# opinions on buckwheat?



## Phoebee (Jan 29, 2014)

A friend of mine planted eight acres of it and got nothing. 

We tried a small patch and never saw a bee on it.

We're having much better luck with clover. My wife put down crimson clover on the garden plots over the winter (called a "cover crop"). Come spring, the bees were all over it. When you are ready to plant, pull the clover up and compost it.


----------



## spunky (Nov 14, 2006)

It is not that invasive I will plant a 20x20 foot patch or so at the edge of veggie garden every yr. Bees will work it but they need dew on it, so I only plant it during late July when nothing else in my area is blooming


----------



## bee keeper chef (Nov 1, 2015)

I plant buckwheat as a cover crop and let the bees work it after it is done blooming till it in and sometimes replant a second time. Bees only work this plant in the morning. By noon it is done producing nectar. You will get some that reseeds on its own but it is not a real problem


----------



## AHudd (Mar 5, 2015)

My experience is the same as bee keeper chef. I will add that the seeds remain on the plant for a long time. If you want to keep reseeding to a minimum, cut the stalks down with a string trimmer while the seeds are still green. I allowed the seeds in a small patch to mature before tilling them in at the onset of Winter. They came up prolifically three times and were killed twice by frost.

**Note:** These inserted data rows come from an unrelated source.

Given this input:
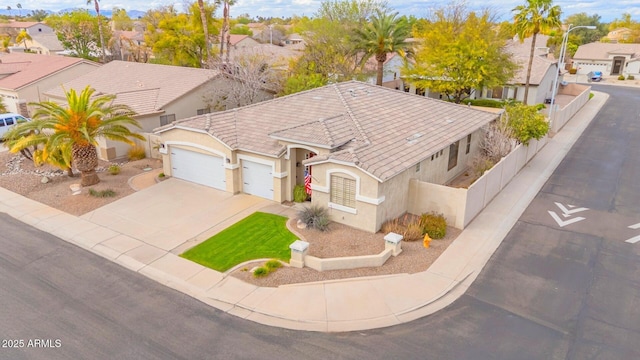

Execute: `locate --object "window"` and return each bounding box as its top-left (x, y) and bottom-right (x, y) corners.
top-left (160, 114), bottom-right (176, 126)
top-left (466, 134), bottom-right (472, 154)
top-left (416, 87), bottom-right (426, 96)
top-left (448, 141), bottom-right (459, 171)
top-left (415, 162), bottom-right (421, 172)
top-left (4, 117), bottom-right (14, 126)
top-left (197, 108), bottom-right (211, 115)
top-left (330, 175), bottom-right (356, 208)
top-left (491, 87), bottom-right (504, 99)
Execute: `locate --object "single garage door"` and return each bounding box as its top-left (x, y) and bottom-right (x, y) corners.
top-left (242, 160), bottom-right (273, 200)
top-left (170, 148), bottom-right (226, 190)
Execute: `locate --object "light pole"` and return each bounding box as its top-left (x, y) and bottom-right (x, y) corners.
top-left (548, 24), bottom-right (596, 129)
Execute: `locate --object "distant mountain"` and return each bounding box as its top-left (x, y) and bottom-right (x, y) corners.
top-left (0, 8), bottom-right (147, 19)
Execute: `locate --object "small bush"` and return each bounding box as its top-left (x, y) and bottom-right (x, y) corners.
top-left (108, 164), bottom-right (121, 175)
top-left (461, 98), bottom-right (510, 108)
top-left (381, 218), bottom-right (404, 235)
top-left (298, 205), bottom-right (330, 231)
top-left (89, 188), bottom-right (116, 198)
top-left (618, 75), bottom-right (626, 80)
top-left (265, 259), bottom-right (282, 270)
top-left (628, 75), bottom-right (635, 80)
top-left (568, 68), bottom-right (577, 74)
top-left (293, 184), bottom-right (308, 202)
top-left (419, 212), bottom-right (447, 239)
top-left (471, 155), bottom-right (495, 179)
top-left (253, 267), bottom-right (269, 277)
top-left (127, 145), bottom-right (146, 161)
top-left (589, 92), bottom-right (594, 100)
top-left (158, 172), bottom-right (165, 178)
top-left (404, 222), bottom-right (423, 241)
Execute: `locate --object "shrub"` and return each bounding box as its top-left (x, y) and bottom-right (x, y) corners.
top-left (265, 259), bottom-right (282, 270)
top-left (381, 218), bottom-right (404, 235)
top-left (628, 75), bottom-right (635, 80)
top-left (293, 184), bottom-right (308, 202)
top-left (253, 267), bottom-right (269, 277)
top-left (403, 222), bottom-right (423, 241)
top-left (419, 212), bottom-right (447, 239)
top-left (618, 75), bottom-right (626, 80)
top-left (298, 205), bottom-right (331, 231)
top-left (504, 103), bottom-right (549, 145)
top-left (470, 155), bottom-right (495, 179)
top-left (158, 172), bottom-right (165, 178)
top-left (127, 145), bottom-right (146, 161)
top-left (568, 68), bottom-right (577, 74)
top-left (89, 188), bottom-right (116, 198)
top-left (108, 164), bottom-right (121, 175)
top-left (589, 92), bottom-right (594, 100)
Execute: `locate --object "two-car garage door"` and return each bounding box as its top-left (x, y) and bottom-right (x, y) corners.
top-left (170, 148), bottom-right (226, 190)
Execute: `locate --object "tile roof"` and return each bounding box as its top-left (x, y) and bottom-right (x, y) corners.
top-left (0, 21), bottom-right (40, 29)
top-left (506, 35), bottom-right (555, 85)
top-left (157, 81), bottom-right (499, 181)
top-left (574, 42), bottom-right (640, 60)
top-left (44, 61), bottom-right (220, 116)
top-left (0, 53), bottom-right (98, 90)
top-left (30, 33), bottom-right (64, 52)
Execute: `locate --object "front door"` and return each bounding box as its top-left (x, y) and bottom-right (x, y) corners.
top-left (612, 57), bottom-right (625, 75)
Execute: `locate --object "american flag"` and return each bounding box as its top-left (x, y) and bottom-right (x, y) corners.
top-left (304, 170), bottom-right (312, 195)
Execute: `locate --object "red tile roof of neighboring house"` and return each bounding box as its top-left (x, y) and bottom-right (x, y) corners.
top-left (0, 53), bottom-right (98, 91)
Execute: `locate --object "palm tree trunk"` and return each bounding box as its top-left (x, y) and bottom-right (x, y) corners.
top-left (72, 143), bottom-right (100, 186)
top-left (523, 33), bottom-right (537, 105)
top-left (376, 60), bottom-right (384, 86)
top-left (94, 1), bottom-right (106, 63)
top-left (197, 0), bottom-right (210, 66)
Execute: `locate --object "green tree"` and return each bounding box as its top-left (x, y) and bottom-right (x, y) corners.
top-left (353, 9), bottom-right (410, 86)
top-left (609, 13), bottom-right (640, 43)
top-left (0, 98), bottom-right (6, 113)
top-left (87, 0), bottom-right (106, 62)
top-left (7, 87), bottom-right (143, 186)
top-left (316, 0), bottom-right (388, 23)
top-left (15, 29), bottom-right (31, 50)
top-left (28, 9), bottom-right (48, 22)
top-left (46, 10), bottom-right (111, 61)
top-left (230, 24), bottom-right (252, 36)
top-left (504, 103), bottom-right (549, 145)
top-left (143, 5), bottom-right (213, 67)
top-left (111, 7), bottom-right (133, 30)
top-left (513, 0), bottom-right (562, 105)
top-left (405, 5), bottom-right (517, 103)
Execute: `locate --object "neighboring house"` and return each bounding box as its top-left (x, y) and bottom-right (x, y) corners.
top-left (283, 33), bottom-right (305, 50)
top-left (20, 33), bottom-right (64, 55)
top-left (484, 35), bottom-right (557, 105)
top-left (0, 53), bottom-right (100, 116)
top-left (111, 30), bottom-right (149, 62)
top-left (605, 27), bottom-right (634, 43)
top-left (43, 60), bottom-right (274, 160)
top-left (155, 81), bottom-right (498, 233)
top-left (0, 21), bottom-right (54, 38)
top-left (573, 42), bottom-right (640, 77)
top-left (229, 43), bottom-right (302, 72)
top-left (365, 52), bottom-right (406, 89)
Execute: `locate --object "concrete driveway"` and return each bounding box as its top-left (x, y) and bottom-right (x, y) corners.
top-left (81, 179), bottom-right (272, 253)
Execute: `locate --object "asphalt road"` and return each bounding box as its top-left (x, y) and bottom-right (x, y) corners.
top-left (1, 85), bottom-right (639, 360)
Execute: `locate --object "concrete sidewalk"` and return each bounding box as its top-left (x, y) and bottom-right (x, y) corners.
top-left (0, 92), bottom-right (608, 332)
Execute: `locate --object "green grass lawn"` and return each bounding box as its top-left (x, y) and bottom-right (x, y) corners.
top-left (180, 212), bottom-right (296, 272)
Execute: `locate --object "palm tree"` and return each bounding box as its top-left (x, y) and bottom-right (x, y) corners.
top-left (354, 9), bottom-right (411, 86)
top-left (15, 29), bottom-right (31, 50)
top-left (8, 86), bottom-right (143, 186)
top-left (216, 0), bottom-right (236, 62)
top-left (16, 3), bottom-right (22, 17)
top-left (513, 0), bottom-right (562, 104)
top-left (87, 0), bottom-right (107, 63)
top-left (197, 0), bottom-right (211, 63)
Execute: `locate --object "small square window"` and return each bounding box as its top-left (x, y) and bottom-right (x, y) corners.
top-left (440, 150), bottom-right (444, 156)
top-left (431, 155), bottom-right (434, 161)
top-left (415, 162), bottom-right (421, 172)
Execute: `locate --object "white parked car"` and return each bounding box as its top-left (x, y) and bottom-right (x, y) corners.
top-left (0, 113), bottom-right (30, 140)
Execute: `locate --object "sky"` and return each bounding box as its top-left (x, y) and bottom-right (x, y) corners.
top-left (6, 1), bottom-right (640, 23)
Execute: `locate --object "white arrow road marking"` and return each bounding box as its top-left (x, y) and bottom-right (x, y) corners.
top-left (555, 202), bottom-right (589, 215)
top-left (548, 211), bottom-right (586, 227)
top-left (628, 223), bottom-right (640, 230)
top-left (625, 235), bottom-right (640, 244)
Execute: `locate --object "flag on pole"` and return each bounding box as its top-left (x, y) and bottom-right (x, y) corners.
top-left (304, 170), bottom-right (312, 195)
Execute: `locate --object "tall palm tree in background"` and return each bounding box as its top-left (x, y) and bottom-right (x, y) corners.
top-left (87, 0), bottom-right (107, 62)
top-left (513, 0), bottom-right (561, 104)
top-left (197, 0), bottom-right (211, 62)
top-left (16, 3), bottom-right (22, 17)
top-left (7, 86), bottom-right (143, 186)
top-left (217, 0), bottom-right (236, 62)
top-left (354, 9), bottom-right (411, 86)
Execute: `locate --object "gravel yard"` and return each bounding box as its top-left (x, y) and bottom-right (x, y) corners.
top-left (0, 150), bottom-right (460, 287)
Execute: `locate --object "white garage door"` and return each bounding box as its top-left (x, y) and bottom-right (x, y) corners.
top-left (242, 160), bottom-right (273, 200)
top-left (170, 148), bottom-right (226, 190)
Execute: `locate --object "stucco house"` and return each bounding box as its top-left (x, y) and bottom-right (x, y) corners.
top-left (155, 81), bottom-right (498, 232)
top-left (605, 27), bottom-right (635, 43)
top-left (573, 42), bottom-right (640, 77)
top-left (0, 53), bottom-right (100, 116)
top-left (43, 61), bottom-right (275, 160)
top-left (365, 52), bottom-right (406, 89)
top-left (0, 21), bottom-right (54, 37)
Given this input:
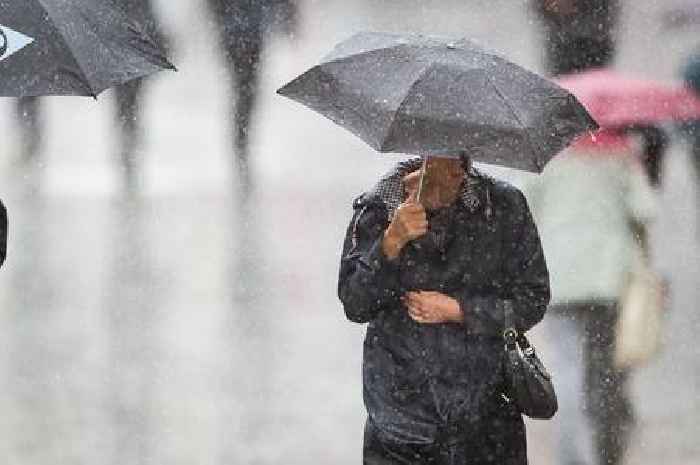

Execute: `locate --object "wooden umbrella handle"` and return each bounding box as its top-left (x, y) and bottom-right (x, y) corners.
top-left (416, 156), bottom-right (428, 203)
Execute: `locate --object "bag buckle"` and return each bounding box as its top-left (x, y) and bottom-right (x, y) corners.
top-left (503, 327), bottom-right (518, 345)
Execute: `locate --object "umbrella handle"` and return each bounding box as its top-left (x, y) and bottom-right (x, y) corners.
top-left (416, 156), bottom-right (428, 203)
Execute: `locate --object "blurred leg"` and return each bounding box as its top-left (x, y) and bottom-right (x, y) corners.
top-left (206, 0), bottom-right (264, 200)
top-left (689, 122), bottom-right (700, 191)
top-left (583, 303), bottom-right (634, 465)
top-left (541, 27), bottom-right (575, 76)
top-left (545, 305), bottom-right (595, 465)
top-left (264, 0), bottom-right (299, 37)
top-left (114, 78), bottom-right (146, 193)
top-left (629, 126), bottom-right (668, 188)
top-left (691, 125), bottom-right (700, 235)
top-left (679, 121), bottom-right (700, 220)
top-left (15, 97), bottom-right (42, 162)
top-left (227, 32), bottom-right (263, 200)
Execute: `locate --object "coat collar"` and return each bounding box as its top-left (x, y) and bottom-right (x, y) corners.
top-left (367, 157), bottom-right (489, 217)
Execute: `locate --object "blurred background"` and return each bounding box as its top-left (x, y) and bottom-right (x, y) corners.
top-left (0, 0), bottom-right (698, 463)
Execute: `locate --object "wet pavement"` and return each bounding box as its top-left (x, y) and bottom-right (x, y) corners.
top-left (0, 1), bottom-right (698, 463)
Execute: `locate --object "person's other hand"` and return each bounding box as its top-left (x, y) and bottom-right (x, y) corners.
top-left (403, 291), bottom-right (463, 324)
top-left (382, 187), bottom-right (427, 259)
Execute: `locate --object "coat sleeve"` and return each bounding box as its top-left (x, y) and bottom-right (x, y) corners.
top-left (337, 199), bottom-right (402, 323)
top-left (452, 189), bottom-right (550, 336)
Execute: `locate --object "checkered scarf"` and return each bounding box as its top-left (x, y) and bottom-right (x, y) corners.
top-left (368, 157), bottom-right (486, 219)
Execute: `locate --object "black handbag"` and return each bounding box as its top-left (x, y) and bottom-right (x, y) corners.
top-left (502, 302), bottom-right (558, 420)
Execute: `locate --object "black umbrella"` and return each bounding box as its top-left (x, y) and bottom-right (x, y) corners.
top-left (0, 0), bottom-right (174, 97)
top-left (277, 32), bottom-right (597, 173)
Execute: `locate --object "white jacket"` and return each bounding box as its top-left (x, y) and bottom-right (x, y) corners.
top-left (526, 147), bottom-right (656, 305)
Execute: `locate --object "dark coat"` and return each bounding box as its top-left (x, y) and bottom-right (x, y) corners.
top-left (337, 160), bottom-right (550, 463)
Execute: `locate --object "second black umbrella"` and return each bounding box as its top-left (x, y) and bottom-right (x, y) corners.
top-left (0, 0), bottom-right (174, 97)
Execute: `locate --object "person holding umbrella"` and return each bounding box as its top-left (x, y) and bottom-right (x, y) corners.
top-left (339, 152), bottom-right (552, 463)
top-left (278, 32), bottom-right (596, 464)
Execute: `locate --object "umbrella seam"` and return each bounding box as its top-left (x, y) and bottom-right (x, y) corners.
top-left (322, 42), bottom-right (412, 67)
top-left (380, 62), bottom-right (437, 152)
top-left (485, 74), bottom-right (543, 172)
top-left (301, 66), bottom-right (392, 152)
top-left (32, 0), bottom-right (173, 96)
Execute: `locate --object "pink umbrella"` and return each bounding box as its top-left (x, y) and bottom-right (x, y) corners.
top-left (555, 68), bottom-right (700, 128)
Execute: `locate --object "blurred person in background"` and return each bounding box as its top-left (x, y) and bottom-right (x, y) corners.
top-left (14, 97), bottom-right (41, 166)
top-left (532, 1), bottom-right (671, 186)
top-left (531, 0), bottom-right (621, 76)
top-left (526, 131), bottom-right (657, 465)
top-left (112, 0), bottom-right (171, 192)
top-left (205, 0), bottom-right (298, 199)
top-left (660, 2), bottom-right (700, 216)
top-left (625, 125), bottom-right (669, 188)
top-left (681, 51), bottom-right (700, 193)
top-left (339, 154), bottom-right (550, 464)
top-left (11, 0), bottom-right (169, 192)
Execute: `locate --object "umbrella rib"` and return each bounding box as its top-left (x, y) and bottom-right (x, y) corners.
top-left (323, 43), bottom-right (412, 67)
top-left (380, 62), bottom-right (437, 152)
top-left (486, 75), bottom-right (542, 171)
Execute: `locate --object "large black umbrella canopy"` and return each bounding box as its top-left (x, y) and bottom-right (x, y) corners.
top-left (0, 0), bottom-right (174, 97)
top-left (277, 32), bottom-right (598, 172)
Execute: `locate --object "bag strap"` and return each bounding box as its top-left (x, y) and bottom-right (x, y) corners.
top-left (503, 301), bottom-right (518, 349)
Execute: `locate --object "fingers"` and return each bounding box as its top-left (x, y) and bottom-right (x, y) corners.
top-left (404, 292), bottom-right (438, 324)
top-left (392, 202), bottom-right (427, 242)
top-left (397, 203), bottom-right (426, 226)
top-left (406, 303), bottom-right (423, 320)
top-left (406, 221), bottom-right (428, 239)
top-left (403, 293), bottom-right (424, 316)
top-left (398, 203), bottom-right (425, 219)
top-left (406, 291), bottom-right (436, 304)
top-left (404, 291), bottom-right (456, 324)
top-left (406, 302), bottom-right (429, 323)
top-left (401, 216), bottom-right (428, 234)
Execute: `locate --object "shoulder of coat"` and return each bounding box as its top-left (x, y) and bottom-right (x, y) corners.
top-left (352, 193), bottom-right (369, 209)
top-left (475, 172), bottom-right (527, 209)
top-left (352, 191), bottom-right (385, 211)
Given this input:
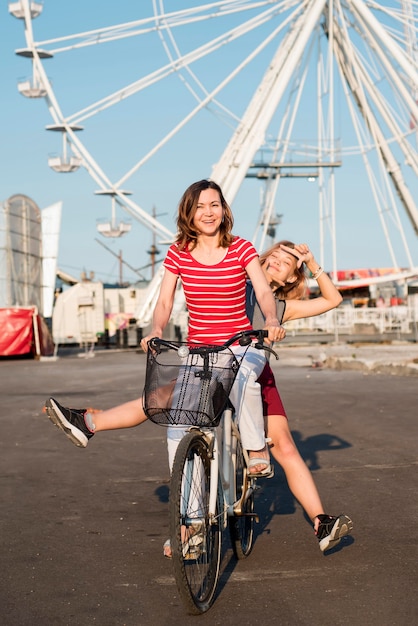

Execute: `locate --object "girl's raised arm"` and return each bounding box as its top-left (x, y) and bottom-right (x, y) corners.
top-left (281, 244), bottom-right (342, 322)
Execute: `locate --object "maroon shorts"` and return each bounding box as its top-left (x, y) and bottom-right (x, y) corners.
top-left (257, 362), bottom-right (287, 419)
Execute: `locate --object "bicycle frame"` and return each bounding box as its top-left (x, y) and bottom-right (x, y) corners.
top-left (194, 405), bottom-right (255, 531)
top-left (144, 329), bottom-right (278, 614)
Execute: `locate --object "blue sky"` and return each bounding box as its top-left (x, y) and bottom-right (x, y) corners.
top-left (1, 1), bottom-right (417, 284)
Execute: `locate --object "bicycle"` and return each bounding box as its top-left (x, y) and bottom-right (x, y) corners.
top-left (143, 329), bottom-right (278, 614)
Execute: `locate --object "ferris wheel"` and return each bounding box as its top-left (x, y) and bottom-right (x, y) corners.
top-left (8, 0), bottom-right (418, 275)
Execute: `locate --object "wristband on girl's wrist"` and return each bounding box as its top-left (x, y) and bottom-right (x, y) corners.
top-left (312, 266), bottom-right (324, 280)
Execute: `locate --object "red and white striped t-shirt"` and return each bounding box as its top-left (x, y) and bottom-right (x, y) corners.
top-left (163, 236), bottom-right (258, 344)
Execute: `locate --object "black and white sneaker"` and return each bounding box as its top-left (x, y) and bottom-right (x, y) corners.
top-left (45, 397), bottom-right (94, 448)
top-left (316, 514), bottom-right (353, 552)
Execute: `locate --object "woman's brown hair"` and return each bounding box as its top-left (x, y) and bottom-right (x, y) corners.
top-left (259, 240), bottom-right (308, 300)
top-left (175, 179), bottom-right (234, 250)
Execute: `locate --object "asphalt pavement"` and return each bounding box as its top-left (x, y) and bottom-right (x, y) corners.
top-left (1, 341), bottom-right (418, 625)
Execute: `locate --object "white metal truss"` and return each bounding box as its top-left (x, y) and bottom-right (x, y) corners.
top-left (211, 0), bottom-right (328, 199)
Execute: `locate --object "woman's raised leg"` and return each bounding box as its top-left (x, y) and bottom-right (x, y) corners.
top-left (266, 413), bottom-right (324, 521)
top-left (45, 396), bottom-right (147, 447)
top-left (266, 413), bottom-right (353, 551)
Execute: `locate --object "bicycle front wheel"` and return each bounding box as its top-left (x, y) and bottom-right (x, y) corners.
top-left (169, 431), bottom-right (222, 615)
top-left (229, 433), bottom-right (255, 559)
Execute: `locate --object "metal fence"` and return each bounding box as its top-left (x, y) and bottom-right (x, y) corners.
top-left (284, 296), bottom-right (418, 340)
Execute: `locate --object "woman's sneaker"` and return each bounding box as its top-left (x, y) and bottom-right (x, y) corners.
top-left (316, 514), bottom-right (353, 552)
top-left (45, 397), bottom-right (94, 448)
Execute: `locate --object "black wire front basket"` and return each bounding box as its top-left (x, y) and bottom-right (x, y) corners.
top-left (143, 339), bottom-right (241, 427)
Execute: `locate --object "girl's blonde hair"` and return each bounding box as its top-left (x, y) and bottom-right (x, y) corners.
top-left (259, 240), bottom-right (308, 300)
top-left (175, 179), bottom-right (234, 250)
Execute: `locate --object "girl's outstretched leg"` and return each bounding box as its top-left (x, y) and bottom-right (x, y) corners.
top-left (45, 397), bottom-right (147, 448)
top-left (267, 413), bottom-right (353, 551)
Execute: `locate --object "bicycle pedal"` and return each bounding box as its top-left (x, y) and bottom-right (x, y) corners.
top-left (184, 548), bottom-right (202, 561)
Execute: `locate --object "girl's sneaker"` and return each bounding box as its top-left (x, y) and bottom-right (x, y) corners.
top-left (316, 514), bottom-right (353, 552)
top-left (45, 397), bottom-right (94, 448)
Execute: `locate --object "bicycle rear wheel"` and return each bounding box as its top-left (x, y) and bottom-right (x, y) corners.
top-left (229, 433), bottom-right (255, 559)
top-left (169, 431), bottom-right (222, 615)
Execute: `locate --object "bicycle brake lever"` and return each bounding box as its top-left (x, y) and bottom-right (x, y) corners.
top-left (256, 342), bottom-right (279, 360)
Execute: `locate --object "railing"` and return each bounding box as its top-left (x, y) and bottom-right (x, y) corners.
top-left (284, 300), bottom-right (418, 339)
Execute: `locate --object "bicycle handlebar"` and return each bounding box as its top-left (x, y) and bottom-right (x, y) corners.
top-left (148, 329), bottom-right (279, 360)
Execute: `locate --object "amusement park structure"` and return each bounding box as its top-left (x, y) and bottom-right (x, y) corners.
top-left (7, 1), bottom-right (418, 310)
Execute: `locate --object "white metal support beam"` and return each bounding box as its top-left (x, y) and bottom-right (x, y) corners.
top-left (350, 0), bottom-right (418, 91)
top-left (332, 12), bottom-right (418, 237)
top-left (211, 0), bottom-right (328, 203)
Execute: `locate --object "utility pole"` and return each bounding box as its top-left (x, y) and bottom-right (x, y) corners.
top-left (147, 205), bottom-right (166, 278)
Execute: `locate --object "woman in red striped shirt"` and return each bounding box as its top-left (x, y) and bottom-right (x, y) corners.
top-left (152, 179), bottom-right (285, 474)
top-left (46, 179), bottom-right (284, 475)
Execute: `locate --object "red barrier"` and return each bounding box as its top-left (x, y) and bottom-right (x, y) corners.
top-left (0, 308), bottom-right (54, 357)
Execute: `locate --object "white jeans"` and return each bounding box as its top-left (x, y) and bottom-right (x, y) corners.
top-left (166, 345), bottom-right (267, 471)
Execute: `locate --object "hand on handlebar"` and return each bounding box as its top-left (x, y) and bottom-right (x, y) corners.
top-left (264, 323), bottom-right (286, 344)
top-left (141, 331), bottom-right (162, 352)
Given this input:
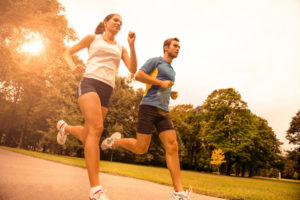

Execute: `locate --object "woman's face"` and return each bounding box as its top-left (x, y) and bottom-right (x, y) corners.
top-left (105, 15), bottom-right (122, 34)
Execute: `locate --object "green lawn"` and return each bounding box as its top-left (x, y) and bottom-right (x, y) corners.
top-left (1, 146), bottom-right (300, 200)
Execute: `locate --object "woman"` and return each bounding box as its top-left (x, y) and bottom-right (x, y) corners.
top-left (58, 14), bottom-right (137, 200)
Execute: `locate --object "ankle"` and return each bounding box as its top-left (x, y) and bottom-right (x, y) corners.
top-left (112, 140), bottom-right (119, 149)
top-left (64, 125), bottom-right (69, 133)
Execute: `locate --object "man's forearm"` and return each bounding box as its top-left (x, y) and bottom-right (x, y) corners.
top-left (135, 70), bottom-right (163, 86)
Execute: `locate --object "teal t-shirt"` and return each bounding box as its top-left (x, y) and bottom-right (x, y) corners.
top-left (140, 57), bottom-right (176, 112)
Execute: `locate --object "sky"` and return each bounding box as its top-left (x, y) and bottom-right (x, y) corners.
top-left (59, 0), bottom-right (300, 151)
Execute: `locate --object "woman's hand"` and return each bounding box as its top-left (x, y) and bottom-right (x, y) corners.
top-left (74, 64), bottom-right (85, 73)
top-left (128, 31), bottom-right (136, 47)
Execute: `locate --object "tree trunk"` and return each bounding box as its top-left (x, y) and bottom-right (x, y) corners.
top-left (6, 86), bottom-right (21, 145)
top-left (241, 163), bottom-right (246, 177)
top-left (17, 105), bottom-right (32, 148)
top-left (226, 162), bottom-right (232, 176)
top-left (249, 165), bottom-right (253, 177)
top-left (110, 150), bottom-right (113, 162)
top-left (191, 145), bottom-right (194, 170)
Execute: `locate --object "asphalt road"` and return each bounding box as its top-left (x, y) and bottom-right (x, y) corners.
top-left (0, 149), bottom-right (224, 200)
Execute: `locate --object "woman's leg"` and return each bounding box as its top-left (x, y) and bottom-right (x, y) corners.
top-left (78, 92), bottom-right (108, 187)
top-left (64, 109), bottom-right (107, 143)
top-left (64, 125), bottom-right (84, 143)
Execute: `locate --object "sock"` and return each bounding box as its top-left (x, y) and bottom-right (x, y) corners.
top-left (63, 125), bottom-right (69, 135)
top-left (61, 124), bottom-right (69, 135)
top-left (174, 191), bottom-right (186, 196)
top-left (90, 185), bottom-right (102, 197)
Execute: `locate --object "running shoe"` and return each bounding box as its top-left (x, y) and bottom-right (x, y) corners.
top-left (101, 132), bottom-right (121, 150)
top-left (56, 120), bottom-right (68, 145)
top-left (170, 187), bottom-right (192, 200)
top-left (90, 189), bottom-right (109, 200)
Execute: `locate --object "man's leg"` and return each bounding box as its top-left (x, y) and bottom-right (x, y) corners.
top-left (159, 130), bottom-right (184, 192)
top-left (112, 133), bottom-right (152, 154)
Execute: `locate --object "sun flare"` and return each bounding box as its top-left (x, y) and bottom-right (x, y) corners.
top-left (19, 33), bottom-right (44, 55)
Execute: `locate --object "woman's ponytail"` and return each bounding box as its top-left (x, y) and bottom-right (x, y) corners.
top-left (95, 22), bottom-right (105, 34)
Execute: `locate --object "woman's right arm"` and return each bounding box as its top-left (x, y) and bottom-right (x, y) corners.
top-left (62, 34), bottom-right (95, 70)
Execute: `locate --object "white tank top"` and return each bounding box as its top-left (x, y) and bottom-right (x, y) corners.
top-left (83, 34), bottom-right (122, 88)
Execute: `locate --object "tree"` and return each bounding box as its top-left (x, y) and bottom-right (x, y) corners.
top-left (201, 88), bottom-right (256, 175)
top-left (0, 0), bottom-right (77, 150)
top-left (283, 160), bottom-right (296, 178)
top-left (286, 110), bottom-right (300, 179)
top-left (286, 110), bottom-right (300, 145)
top-left (210, 149), bottom-right (226, 174)
top-left (244, 115), bottom-right (282, 177)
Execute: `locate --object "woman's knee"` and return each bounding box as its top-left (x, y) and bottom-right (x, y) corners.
top-left (86, 123), bottom-right (104, 137)
top-left (165, 140), bottom-right (178, 154)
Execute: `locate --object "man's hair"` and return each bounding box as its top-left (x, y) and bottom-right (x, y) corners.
top-left (163, 37), bottom-right (180, 53)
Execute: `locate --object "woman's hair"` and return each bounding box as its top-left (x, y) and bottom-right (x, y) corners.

I also planted some Crimson Clover this Spring. The plants grew to about knee high before beginning to bloom, but then it turned hot and it began to die back. The Bumblebees were beginning to work it but no Honeybees. The Bumbles come to our Vitex first, then the Honeybees start showing up a few days later. In our area Crimson Clover does better in the Spring after being planted in the Fall, blooming by April before the heat stress takes its toll. I plan to sow a lot of it this Fall because I believe it will work. 

Alex


----------



## Bigtwin (Jun 19, 2011)

I planted 7 acres of buckwheat this spring and it's been blooming for about 3 weeks so far and is working very well as a cover crop (very thick). The bees are all over it. My plan is to let it reseed and see if I can get a second cycle of blooms.


----------